Learning from Insurgent Practices in Times of Climate Emergency
Format: Design Studio // Habitat Unit, TU Berlin
Teaching team: Juliana Canedo, Francesca Ceola, Aman Azevedo, Fernanda Petrus
The Master Studio offered in the Summer Semester 2025 at TU Berlin critically engages with the challenges of global urbanization in the context of the climate emergency, addressing the extractive logics that continue to shape contemporary modes of production, living, and spatial organization. As planetary sustainability is increasingly threatened, the studio situates itself within ongoing debates on climate injustice and environmental racism, recognizing that the communities and territories least responsible for environmental degradation are often those most affected by its consequences. Against this backdrop, the studio turns its attention to the knowledge and practices of communities historically positioned at the margins of capitalism, including campesinos, Indigenous peoples, and other traditional groups such as Afro-descendant and riverine communities, whose ways of inhabiting and organizing space offer critical alternatives to dominant development paradigms.
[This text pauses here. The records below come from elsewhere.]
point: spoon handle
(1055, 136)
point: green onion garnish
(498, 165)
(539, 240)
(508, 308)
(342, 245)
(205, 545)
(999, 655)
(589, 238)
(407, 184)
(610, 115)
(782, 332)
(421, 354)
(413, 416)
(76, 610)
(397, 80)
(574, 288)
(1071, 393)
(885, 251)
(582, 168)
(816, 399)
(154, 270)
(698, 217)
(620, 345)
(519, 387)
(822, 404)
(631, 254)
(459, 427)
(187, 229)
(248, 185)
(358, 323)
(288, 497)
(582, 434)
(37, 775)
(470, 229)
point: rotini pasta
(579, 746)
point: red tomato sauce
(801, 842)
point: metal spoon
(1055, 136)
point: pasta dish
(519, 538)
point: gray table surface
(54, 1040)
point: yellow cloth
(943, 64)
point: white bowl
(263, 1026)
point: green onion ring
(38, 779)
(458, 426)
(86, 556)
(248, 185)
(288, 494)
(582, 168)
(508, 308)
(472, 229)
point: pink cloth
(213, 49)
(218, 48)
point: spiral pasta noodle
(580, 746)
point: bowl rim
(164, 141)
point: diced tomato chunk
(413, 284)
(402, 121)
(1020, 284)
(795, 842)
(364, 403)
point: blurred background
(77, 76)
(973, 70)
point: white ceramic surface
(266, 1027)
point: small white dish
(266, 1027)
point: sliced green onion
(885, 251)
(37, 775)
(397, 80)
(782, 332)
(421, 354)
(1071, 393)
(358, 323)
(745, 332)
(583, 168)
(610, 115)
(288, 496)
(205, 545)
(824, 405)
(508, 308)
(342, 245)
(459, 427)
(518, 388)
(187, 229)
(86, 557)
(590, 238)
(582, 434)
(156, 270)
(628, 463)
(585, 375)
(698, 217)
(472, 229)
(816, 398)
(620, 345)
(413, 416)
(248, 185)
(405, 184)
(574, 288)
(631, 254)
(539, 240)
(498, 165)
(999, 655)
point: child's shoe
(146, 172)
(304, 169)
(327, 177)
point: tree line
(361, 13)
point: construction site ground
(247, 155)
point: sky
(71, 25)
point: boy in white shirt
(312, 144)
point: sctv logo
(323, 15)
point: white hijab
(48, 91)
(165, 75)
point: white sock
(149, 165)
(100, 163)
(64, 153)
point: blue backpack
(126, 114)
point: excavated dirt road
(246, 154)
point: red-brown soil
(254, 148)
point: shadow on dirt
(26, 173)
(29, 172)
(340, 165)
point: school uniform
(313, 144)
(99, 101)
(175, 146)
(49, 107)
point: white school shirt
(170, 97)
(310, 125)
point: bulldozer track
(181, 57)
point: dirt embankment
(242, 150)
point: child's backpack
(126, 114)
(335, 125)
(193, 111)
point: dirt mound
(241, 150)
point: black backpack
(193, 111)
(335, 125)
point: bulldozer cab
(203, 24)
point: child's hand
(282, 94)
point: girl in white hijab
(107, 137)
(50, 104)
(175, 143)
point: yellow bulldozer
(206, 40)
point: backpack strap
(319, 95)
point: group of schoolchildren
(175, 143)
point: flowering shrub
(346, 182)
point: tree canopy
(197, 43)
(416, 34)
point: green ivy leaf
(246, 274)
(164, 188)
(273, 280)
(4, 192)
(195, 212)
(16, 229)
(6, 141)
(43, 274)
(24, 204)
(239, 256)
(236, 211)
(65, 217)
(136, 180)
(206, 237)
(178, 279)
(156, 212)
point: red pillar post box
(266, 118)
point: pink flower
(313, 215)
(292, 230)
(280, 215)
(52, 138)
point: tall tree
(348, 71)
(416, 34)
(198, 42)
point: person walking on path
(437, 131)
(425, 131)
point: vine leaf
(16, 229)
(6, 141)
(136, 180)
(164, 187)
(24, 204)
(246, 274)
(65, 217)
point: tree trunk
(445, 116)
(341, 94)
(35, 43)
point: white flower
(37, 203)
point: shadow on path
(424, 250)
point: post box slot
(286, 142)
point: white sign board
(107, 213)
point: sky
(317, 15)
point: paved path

Rather than approaching these communities as passive victims of global processes, the studio frames them as active agents of resistance and innovation, whose insurgent practices challenge the expansion of neoliberal systems that exploit both people and nature. In light of the upcoming COP30, to be held in 2025 in the Amazonian city of Belém, Brazil, the studio adopts a critical perspective toward global climate governance and its limitations, particularly in the face of ongoing environmental destruction driven by agribusiness, mining, and oil industries. The studio therefore seeks to interrogate the contradictions between global sustainability discourses and the continued exploitation of territories and communities, exploring how alternative modes of inhabitation can disrupt and reconfigure dominant urban and territorial imaginaries.
Structured as a research-based and exploratory environment, the studio invites students to investigate counter-hegemonic forms of spatial practice and society–nature relations developed by grassroots groups across different contexts. Through engagement with diverse case studies, participants examine how these practices redefine relationships between humans and the environment, proposing more sustainable, collective, and life-centered approaches to building, producing, and living. The studio places particular emphasis on expanding conventional architectural and urban representations by incorporating alternative formats of mapping, storytelling, and knowledge production that reflect the complexity and plurality of these experiences.
Throughout the semester, students participate in a series of inputs and discussions with international actors, fostering a transdisciplinary dialogue that connects academic inquiry with lived experiences and activist practices. This exchange is intended to challenge dominant epistemologies and to create space for new forms of understanding and representing urban and territorial dynamics. The studio is developed in collaboration with Fernanda Petrus (UPO), Aman Azevedo (UFRJ), and Francesca Ceola (TU Berlin), strengthening international cooperation and bringing together diverse perspectives from different geographical and disciplinary contexts.
The studio is also connected to the X-Tutorial course “The Earth We Tread” and is conceived as part of a broader pedagogical framework that extends beyond the classroom. It will be linked to an excursion to Brazil in the following winter semester, where students will participate in a workshop developed in collaboration with Brazilian universities and local actors, allowing for a direct engagement with the contexts and communities discussed during the studio. Through this integration of research, teaching, and field-based experience, the studio aims to equip students with critical tools to confront the climate crisis and to rethink the role of architects and urban practitioners in shaping more just, sustainable, and inclusive futures.